Pytorch implementation for Cross-Modal Dynamic Transfer Learning for Multi-Modal Emotion Recognition
Cross-Modal Dynamic Transfer Learning for Multi-Modal Emotion Recognition (Accepted at IEEE Access)
We proposed a representation learning method called Cross-Modal Dynamic Transfer Learning (CDaT), which dynamically filters the low-confident modality and complements it with the high-confident modality using uni-modal masking and cross-modal representation transfer learning. We train an auxiliary network that learns model confidence scores to determine which modality is low-confident and how much the transfer should occur from other modalities. Furthermore, it can be used with any fusion model in a model-agnostic way because it leverages transfer between low-level uni-modal information via probabilistic knowledge transfer loss.
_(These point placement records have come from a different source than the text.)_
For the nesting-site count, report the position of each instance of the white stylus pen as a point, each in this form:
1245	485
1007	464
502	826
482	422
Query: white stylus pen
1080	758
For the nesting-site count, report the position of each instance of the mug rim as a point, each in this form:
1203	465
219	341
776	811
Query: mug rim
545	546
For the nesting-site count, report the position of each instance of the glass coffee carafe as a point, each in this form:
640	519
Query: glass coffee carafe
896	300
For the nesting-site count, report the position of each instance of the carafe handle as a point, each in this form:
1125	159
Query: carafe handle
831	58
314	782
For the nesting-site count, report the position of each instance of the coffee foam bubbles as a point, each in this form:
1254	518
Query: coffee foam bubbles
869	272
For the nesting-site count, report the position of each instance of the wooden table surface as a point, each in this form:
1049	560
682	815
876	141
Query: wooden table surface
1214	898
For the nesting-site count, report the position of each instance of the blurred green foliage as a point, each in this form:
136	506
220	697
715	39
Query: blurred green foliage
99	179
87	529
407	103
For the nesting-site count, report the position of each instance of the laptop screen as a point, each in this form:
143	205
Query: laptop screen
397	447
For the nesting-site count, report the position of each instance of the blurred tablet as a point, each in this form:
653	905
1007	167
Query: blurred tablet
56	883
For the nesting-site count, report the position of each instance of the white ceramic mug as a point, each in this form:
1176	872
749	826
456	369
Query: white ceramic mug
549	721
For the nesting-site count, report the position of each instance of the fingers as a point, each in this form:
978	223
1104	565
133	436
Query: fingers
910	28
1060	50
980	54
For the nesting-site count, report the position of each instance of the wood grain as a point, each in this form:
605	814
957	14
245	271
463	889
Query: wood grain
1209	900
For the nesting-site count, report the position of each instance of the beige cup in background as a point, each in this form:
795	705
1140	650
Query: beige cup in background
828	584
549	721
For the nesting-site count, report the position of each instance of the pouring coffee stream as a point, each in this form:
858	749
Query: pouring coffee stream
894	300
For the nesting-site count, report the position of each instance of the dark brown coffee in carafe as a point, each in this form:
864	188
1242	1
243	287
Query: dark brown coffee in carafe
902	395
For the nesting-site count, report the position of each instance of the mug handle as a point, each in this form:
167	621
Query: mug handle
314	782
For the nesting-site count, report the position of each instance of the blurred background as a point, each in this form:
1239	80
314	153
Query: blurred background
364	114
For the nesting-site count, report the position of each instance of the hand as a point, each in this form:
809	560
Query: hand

- the first step is clone this repo
git clone [email protected]:SoyeonHH/CDaT.git
- Set up the environment (need conda prerequisities) from the
environment.yml
file
conda env create -f environment.yml
bash init.sh
- Download the dataset and put it in the
data
folder & Modify the path intrain.py
mosei_data_dir = 'YOUR_PATH'
iemocap_data_dir = 'YOUR_PATH'
- Train the model
bash train.sh
- Test the model
bash inference.sh
Note that modify the model path and data path
Some portion of the code were adapted from the TAILOR repo. We thank the authors for their great work.